Given the high clinical relevance of FET PET in brain tumour diagnostics, we would like to comment briefly on the current legal situation. For FET, approval exists in Switzerland [39] and in France (IASOglio, IASON). Clinical use of FET is possible in Germany under the Regulation on Radioactive Drugs or Drugs Treated with Ionizing Radiation (AMRadV), i.e., in centres with a cyclotron and a manufacturing license for the tracer [40]. In December 2021, the Federal Joint Committee approved reimbursement for PET or PET/CT with radioactive amino acids in malignant glial tumours to differentiate post-therapeutic changes from tumour tissue and confirm tumour recurrence as part of the amendment to the guidelines on outpatient specialist care [41]. Thus, a clinical application of FET PET and a reimbursement of the services by the public health insurers is possible in specialised centres. General approval of FET by the German Federal Institute for Drugs and Medical Devices (BfArM) is not yet available.

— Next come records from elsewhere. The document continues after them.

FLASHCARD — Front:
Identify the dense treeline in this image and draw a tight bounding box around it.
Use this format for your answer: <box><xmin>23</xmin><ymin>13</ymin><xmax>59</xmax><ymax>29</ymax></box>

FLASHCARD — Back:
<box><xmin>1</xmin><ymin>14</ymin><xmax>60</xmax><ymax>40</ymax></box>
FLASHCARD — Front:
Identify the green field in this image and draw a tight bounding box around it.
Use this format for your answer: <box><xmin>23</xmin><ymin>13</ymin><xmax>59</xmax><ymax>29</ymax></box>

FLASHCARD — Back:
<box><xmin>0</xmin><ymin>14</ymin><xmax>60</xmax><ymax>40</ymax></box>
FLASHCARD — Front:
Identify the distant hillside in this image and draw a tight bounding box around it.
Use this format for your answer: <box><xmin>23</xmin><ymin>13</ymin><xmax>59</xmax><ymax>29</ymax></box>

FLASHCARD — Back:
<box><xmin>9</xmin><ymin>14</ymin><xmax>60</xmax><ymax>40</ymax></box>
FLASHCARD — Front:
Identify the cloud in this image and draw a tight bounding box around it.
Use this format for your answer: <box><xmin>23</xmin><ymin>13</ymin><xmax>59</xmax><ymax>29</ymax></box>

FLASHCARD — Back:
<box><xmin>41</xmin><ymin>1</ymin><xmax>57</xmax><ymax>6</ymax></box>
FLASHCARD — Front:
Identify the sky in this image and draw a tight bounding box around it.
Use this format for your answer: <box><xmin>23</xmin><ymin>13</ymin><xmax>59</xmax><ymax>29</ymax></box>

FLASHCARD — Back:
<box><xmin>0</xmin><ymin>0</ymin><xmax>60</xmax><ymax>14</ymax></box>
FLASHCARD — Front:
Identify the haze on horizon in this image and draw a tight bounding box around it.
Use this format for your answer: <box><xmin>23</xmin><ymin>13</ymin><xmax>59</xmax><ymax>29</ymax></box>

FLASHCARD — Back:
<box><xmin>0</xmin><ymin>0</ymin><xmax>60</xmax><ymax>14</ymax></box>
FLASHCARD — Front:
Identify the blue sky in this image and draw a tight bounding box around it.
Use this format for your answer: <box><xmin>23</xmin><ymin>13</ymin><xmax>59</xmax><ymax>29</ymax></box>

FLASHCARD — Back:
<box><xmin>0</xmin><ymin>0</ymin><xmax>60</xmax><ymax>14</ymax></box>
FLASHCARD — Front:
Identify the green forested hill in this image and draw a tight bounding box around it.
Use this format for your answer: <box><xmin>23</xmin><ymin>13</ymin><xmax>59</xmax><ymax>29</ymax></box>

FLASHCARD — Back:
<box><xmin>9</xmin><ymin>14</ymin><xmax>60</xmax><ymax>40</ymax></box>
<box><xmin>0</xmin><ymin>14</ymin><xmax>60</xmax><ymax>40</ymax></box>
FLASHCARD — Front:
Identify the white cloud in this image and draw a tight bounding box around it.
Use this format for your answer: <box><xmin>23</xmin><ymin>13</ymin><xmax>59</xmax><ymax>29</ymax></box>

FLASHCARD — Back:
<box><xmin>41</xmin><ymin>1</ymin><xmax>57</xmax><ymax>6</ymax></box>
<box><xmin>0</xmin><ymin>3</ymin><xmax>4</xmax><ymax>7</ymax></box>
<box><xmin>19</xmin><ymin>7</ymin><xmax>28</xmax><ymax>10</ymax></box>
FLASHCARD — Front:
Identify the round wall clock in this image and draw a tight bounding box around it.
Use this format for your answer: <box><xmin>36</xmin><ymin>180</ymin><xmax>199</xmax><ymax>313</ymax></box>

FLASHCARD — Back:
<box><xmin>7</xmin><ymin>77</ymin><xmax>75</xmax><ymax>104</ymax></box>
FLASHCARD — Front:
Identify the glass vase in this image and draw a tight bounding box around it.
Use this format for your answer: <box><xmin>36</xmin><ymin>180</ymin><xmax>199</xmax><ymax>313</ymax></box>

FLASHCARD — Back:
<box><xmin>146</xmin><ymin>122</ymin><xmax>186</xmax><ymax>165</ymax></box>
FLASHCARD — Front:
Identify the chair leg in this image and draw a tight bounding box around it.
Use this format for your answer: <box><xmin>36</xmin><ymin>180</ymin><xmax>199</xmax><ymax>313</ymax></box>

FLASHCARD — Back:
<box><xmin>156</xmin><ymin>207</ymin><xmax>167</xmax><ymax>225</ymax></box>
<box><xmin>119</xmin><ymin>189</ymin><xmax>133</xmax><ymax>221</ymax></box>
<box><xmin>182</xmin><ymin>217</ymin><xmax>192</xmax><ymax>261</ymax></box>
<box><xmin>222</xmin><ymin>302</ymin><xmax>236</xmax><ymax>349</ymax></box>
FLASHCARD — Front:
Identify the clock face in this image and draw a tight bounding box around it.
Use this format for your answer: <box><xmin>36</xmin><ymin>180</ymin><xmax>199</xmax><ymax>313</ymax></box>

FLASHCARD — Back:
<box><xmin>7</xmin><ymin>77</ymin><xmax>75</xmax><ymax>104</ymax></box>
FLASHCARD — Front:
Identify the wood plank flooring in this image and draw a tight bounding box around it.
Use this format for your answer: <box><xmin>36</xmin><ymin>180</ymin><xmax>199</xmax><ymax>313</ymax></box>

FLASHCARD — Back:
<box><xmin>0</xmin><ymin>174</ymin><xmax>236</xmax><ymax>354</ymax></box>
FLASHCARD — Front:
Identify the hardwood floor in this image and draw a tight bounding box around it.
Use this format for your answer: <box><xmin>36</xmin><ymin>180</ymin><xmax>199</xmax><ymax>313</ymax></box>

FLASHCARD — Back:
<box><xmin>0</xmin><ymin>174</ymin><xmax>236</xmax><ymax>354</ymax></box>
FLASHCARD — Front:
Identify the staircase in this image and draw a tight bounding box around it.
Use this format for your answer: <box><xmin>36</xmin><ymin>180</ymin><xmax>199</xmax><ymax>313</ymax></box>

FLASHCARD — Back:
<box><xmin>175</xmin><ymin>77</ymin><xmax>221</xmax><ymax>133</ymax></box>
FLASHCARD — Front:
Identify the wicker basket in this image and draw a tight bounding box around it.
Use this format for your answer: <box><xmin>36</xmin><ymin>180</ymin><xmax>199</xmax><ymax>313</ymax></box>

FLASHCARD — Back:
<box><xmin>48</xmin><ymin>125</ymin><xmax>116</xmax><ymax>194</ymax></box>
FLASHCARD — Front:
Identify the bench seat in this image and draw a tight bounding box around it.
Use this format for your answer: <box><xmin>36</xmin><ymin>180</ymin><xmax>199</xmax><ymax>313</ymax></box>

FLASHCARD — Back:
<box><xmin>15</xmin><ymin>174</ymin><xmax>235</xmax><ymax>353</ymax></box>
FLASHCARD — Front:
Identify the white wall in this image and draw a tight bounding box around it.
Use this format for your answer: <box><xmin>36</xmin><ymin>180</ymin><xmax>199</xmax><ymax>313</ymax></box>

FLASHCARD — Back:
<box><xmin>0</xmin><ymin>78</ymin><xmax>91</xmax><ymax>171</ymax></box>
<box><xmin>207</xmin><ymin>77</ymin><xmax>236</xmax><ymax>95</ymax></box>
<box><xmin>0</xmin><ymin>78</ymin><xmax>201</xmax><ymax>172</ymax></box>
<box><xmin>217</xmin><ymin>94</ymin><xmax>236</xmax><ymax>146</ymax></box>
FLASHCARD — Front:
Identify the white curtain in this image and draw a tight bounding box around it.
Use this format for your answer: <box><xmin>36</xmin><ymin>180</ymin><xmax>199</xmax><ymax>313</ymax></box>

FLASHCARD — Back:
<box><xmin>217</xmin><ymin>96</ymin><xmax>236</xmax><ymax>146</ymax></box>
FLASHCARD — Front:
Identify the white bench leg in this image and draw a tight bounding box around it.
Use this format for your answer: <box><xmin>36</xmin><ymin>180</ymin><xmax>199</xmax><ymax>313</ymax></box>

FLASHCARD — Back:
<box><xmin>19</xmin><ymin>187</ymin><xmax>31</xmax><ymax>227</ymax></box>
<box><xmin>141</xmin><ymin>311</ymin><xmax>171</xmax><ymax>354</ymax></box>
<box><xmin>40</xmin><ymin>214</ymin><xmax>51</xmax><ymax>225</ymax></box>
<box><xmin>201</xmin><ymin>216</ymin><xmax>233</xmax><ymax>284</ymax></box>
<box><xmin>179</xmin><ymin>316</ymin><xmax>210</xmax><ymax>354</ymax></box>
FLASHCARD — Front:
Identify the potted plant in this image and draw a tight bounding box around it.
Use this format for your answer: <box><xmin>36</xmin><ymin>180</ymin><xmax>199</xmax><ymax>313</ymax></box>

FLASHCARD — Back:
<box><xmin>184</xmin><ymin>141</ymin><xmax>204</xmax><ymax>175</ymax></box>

A limitation of this study is that only physicians who frequently referred patients for FET PET participated in the survey. It cannot be excluded that the opinion of physicians who are critical of FET PET may not have been adequately considered. Therefore, the ratings of the referrers should be considered with caution. On the other hand, all major neuro-oncology centres in the area of the FZJ took part in this survey, and the spectrum of referrers covers all relevant disciplines. Furthermore, as can be seen from the variability of the results, both supporters and sceptics of FET PET are included. The differential assessment within the various indications is independent of this bias and provides relevant information on the preferential indications for FET PET in clinical practice.

5. Conclusions

The increasing demand for FET PET, especially to differentiate tumour progression and treatment-related changes in gliomas, and the referring physicians’ judgements provide convincing evidence that this method is relevant in the clinical decision-making process of glioma patients and patients with cerebral metastases. Furthermore, our study strongly supports the need to approve amino acid PET for routine use in brain tumour patients.

Acknowledgments

The authors thank Silke Frensch, Kornelia Frey, Natalie Judov, Trude Plum, Suzanne Schaden, and Lutz Tellmann for assistance in the patient studies, and Johannes Ermert, Silke Grafmüller, Erika Wabbals, and Sascha Rehbein for the radiosynthesis of FET.

Supplementary Materials

The following supporting information can be downloaded at: https://www.mdpi.com/article/10.3390/cancers14143336/s1, Figure S1. Questionnaire.

Click here for additional data file.^{(79.6KB, zip)}

Author Contributions

Conceptualisation: A.H., D.D. (Daniela Dedic), and K.-J.L.; investigation: G.S., C.P.F., C.L., K.N.H.D., S.G., C.S., A.W., J.M., W.A.W., M.K., and B.N.N.; resources: M.S., M.R., M.P., M.J.E., H.C., D.D. (Daniel Delev), N.G., J.R., G.C., E.K.B., J.-M.W., C.T., V.D., M.I.R., R.G., J.H., C.W.L., U.H., G.D.M., and J.P.S.; formal analysis, D.D. (Daniela Dedic), A.H., and K.-J.L.; writing—original draft preparation: D.D. (Daniela Dedic), A.H., F.M., and K.-J.L.; writing—review and editing: P.L., N.G, G.R.F., N.J.S., and F.M.M. All authors have read and agreed to the published version of the manuscript.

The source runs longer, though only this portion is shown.